Ma vie de freelance: une semaine (a)typique

La liberté n’a pas de prix. Mes prestas oui par contre :-)

Être à son compte c’est ne rendre de compte qu’à son client sur le temps où on est en presta pour lui. Pour ma part je me suis toujours battu pour ne pas être à plein temps chez mes clients de manière à garder du temps pour mes projets. A ce titre j’évolue dans 2 ou 3 structures différentes: je réalise des prestas de conseil pour mon compte. Je suis sollicité pour des prestas vidéos par un collectif et je monte régulièrement des projets entrepreneuriaux dans lesquels je travaille avec différentes équipes. A grosses mailles et de façon un peu caricaturale voici à quoi ressemble une semaine type qui conjugue ces différentes activités.

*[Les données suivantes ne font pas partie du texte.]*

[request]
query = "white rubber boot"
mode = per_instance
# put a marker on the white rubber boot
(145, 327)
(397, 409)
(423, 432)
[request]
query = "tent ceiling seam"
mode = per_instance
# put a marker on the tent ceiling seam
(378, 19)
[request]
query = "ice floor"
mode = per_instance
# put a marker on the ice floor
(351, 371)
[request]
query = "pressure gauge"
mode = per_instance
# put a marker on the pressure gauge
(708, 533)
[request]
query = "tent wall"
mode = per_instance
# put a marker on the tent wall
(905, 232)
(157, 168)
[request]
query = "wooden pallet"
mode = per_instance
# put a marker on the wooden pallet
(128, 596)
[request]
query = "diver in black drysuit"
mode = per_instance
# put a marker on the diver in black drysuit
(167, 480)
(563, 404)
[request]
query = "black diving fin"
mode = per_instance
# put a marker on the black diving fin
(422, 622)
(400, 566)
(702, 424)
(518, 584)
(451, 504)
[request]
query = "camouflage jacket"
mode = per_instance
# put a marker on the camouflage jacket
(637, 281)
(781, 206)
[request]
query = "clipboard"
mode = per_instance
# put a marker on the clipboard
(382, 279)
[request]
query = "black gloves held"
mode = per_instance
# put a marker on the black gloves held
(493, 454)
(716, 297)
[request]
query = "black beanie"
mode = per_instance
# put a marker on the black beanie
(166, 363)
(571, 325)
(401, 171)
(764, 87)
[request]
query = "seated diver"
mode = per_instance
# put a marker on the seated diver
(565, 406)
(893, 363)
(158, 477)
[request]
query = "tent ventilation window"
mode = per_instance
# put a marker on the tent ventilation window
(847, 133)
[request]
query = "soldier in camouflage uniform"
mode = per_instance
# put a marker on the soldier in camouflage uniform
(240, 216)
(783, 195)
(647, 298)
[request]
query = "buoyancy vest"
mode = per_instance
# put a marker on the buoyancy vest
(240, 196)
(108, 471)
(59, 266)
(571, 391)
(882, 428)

Lundi matin : atelier métier chez mon client

On commence de manière studieuse, le consulting c’est ce qui me fait vivre, et ce qui fait vivre aussi mes autres projets; donc je le soigne. Comme j’habite à Montpellier depuis peu et que beaucoup de mes clients sont à Paris: départ par le premier train 5h24. Arrivée à 8h53 à Gare de Lyon. La matinée se déroule comme un atelier d’expression de besoin utilisateurs. J’anime la session de façon à ressortir avec pleins de petits schémas des futurs écrans de l’application que nous sommes en train de concevoir.

Lundi aprèm’ retour à Montpellier-session de travail dans le train

Paris-Montpellier: 3h30. Ça laisse du temps pour travailler. Je rédige le compte-rendu des échanges et commence à travailler sur la mise en forme de la maquette, cela permettra aux équipes de dev de commencer rapidement la modélisation du prototype.

Mardi: travail “en chambre”

Le CR de l’atelier de la veille fait apparaître un certain nombre de besoins et de règles de gestion à consigner dans un document de cahier des charges. J’entreprend donc ce travail depuis mon bureau (chez moi).

J’ai quelques réunions de gestion de projet et de coordination que je réalise par skype.

17h: réunion projet perso

J’ai monté avec deux potes un concept de réseau de coworking pour travailleurs nomades. L’idée est de construire une plateforme web qui puissent permettre à nos espaces partenaires de gérer le système de réservation, la facturation à la minute et la gestion des quotas de disponibilités. Pour cela on a monté une petite équipe de dev freelance. Je les retrouve au bar pour notre weekly meeting sur l’avancée des dev’.

Mercredi : journée de presta vidéo à Nantes

Je participe à un collectif qui réalise de la presta vidéo pour des corpos. On a une date à Nantes pour réaliser la captation d’un atelier citoyen sur le thème de la mobilité et des rythmes de vies. J’endosse mon costume de cadreur; ce qui n’est pas désagréable d’autant plus que c’est pareil, c’est une équipe de pote et donc on commence la journée avec le petit dej en terrasse et la soirée dans un super restau de Nantes

Jeudi matin : COPIL projet client

Journée stressante, je me suis pas rendu à Paris, j’ai suivi par skype. Le Dg était assez énervé et a remis en cause les choix métiers opérés. Résultat il me faut mettre à jour pas mal de documentation en ce sens. Je déteste faire deux fois la même chose. Résultat je pars au chantier en fin d’après midi. Je viens d’acheter un appart’ à retaper. Il me faut casser un mur entre le salon et la cuisine, je vais passer mes nerfs dessus.

Le BTP a cela de bon qu’il décharge la tête de tous les soucis de la semaine.

Vendredi : Formation des ambassadeurs de la solution client

C’est une partie valorisante de mon métier: accompagner les gens dans la prise en main de meilleurs outils de travail. Alors c’est pas toujours facile, surtout si il y a une majorité de réfractaires, mais c’est agréable car il y a un vrai contact avec les gens et le sentiment d’aider.

Week-end à la montagne

Week-end où certes je ferais un peu de ski, mais où j’en profiterai entre deux tartiflettes pour faire quelques menus tâches administratives pour la gestion de ma société ou bien pour rédiger quelques retours d’expériences comme celui-ci pour la communauté ;-)

Pour faire simple, je travaille beaucoup mais je kiffe aussi beaucoup.

L’effort est ainsi inversement proportionnel à la masse de kif [1-e=m*k²] selon la fameuse loi de sociologie du travail.